Alright, I’ll give. This isn’t much of a sleeper pick; Lakers fans have wanted Harkless ever since their crosstown rivals traded him to the Knicks at the deadline last season. It’s easy to see why. Harkless is a versatile forward that can guard all five positions. He’s not overly skillful but he can score around the rim and is serviceable but not great from behind the arc (32.5% for his career at about three attempts per 36 minutes). The Lakers’ biggest need is wing defense right now and Harkless is among the best available for that role. His ability to defend smaller guards and bigger players down low is just the icing on the cake and could aid the Lakers in replicating their massively successful defense despite losing a valuable team defender in Danny Green. Harkless would be an achievable signing for the Lakers with, likely, a portion of the Midlevel Exception.

Bryn Forbes

The other Lakers’ weakness by trading Danny Green is a lack of off-ball 3-point shooters. A 40-percent career shooter from behind the arc, Spurs’ guard Bryn Forbes could replicate Green’s shooting prowess and then some. Forbes is not going to offer much else and would likely not feature heavily in the Lakers’ due to the team seemingly valuing more versatile players. Still, the team needs perimeter threats for when the offense gets bogged down and opponents cram the paint against LeBron James and Anthony Davis. At 27 years old and having learned under Gregg Popovich in San Antonio, Forbes could fit in really well for a team that could use his talents.

Chris Walton

Glenn Robinson III

The one thing that the Lakers managed to navigate last season was their lack of perimeter size at shooting guard and small forward.
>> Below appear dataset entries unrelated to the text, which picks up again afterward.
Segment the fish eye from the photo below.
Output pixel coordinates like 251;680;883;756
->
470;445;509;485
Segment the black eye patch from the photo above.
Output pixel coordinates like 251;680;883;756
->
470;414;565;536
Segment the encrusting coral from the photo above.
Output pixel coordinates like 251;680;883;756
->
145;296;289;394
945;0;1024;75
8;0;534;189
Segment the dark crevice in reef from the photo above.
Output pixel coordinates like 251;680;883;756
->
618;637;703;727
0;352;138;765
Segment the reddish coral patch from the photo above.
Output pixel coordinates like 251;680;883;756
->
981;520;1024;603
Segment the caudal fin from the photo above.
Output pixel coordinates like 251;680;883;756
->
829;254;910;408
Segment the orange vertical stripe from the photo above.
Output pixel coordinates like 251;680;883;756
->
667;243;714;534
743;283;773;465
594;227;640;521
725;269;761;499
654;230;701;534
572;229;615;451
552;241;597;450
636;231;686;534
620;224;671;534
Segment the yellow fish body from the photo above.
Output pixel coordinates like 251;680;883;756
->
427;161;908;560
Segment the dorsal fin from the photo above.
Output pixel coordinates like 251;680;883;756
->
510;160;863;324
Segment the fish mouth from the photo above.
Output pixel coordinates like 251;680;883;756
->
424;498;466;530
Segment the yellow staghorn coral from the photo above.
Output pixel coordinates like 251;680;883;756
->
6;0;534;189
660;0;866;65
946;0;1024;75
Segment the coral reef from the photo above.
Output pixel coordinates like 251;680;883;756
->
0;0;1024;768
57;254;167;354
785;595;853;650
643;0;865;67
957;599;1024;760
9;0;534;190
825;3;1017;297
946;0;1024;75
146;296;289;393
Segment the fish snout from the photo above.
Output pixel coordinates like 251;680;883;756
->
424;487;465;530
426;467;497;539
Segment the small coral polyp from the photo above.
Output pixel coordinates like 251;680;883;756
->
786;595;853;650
Jimmy Butler’s epic NBA Finals performance served as all the evidence we need. WIth no Danny Green and holes in the backcourt, Robinson III would be a welcome addition to the squad. GR3 is a 6’6 guard/forward that would give the Lakers young legs and long-range shooting. The 26-year-old finished the year shooting 39.1 from the three-point line. His youth and energy would fit the Lakers’ ability to use physicality to wear down opponents with their defense.

Solomon Hill

Hill is an interesting player that was on the outs with the Miami Heat last season. The emergence of Duncan Robinson and Jae Crowder left no room for big minutes. Again, size on the perimeter prevails (Hill is 6’7). Hill will probably cost the veteran’s minimum. He can guard up to four positions when needed. He’s big enough to be in the paint, but has just enough foot speed to be on the perimeter comfortably. Before being traded to Miami, he spent time with the Memphis Grizzlies. With the latter, he shot 38.1 percent from long range. Hill also has a history with Lakers head coach Frank Vogel. He spent three seasons developing under Vogel with the Indiana Pacers. Hill’s best season came in the 2014-15 season where he averaged 8.9 points per game. He could be a workable bench piece operating under the same familiarity of coach Vogel.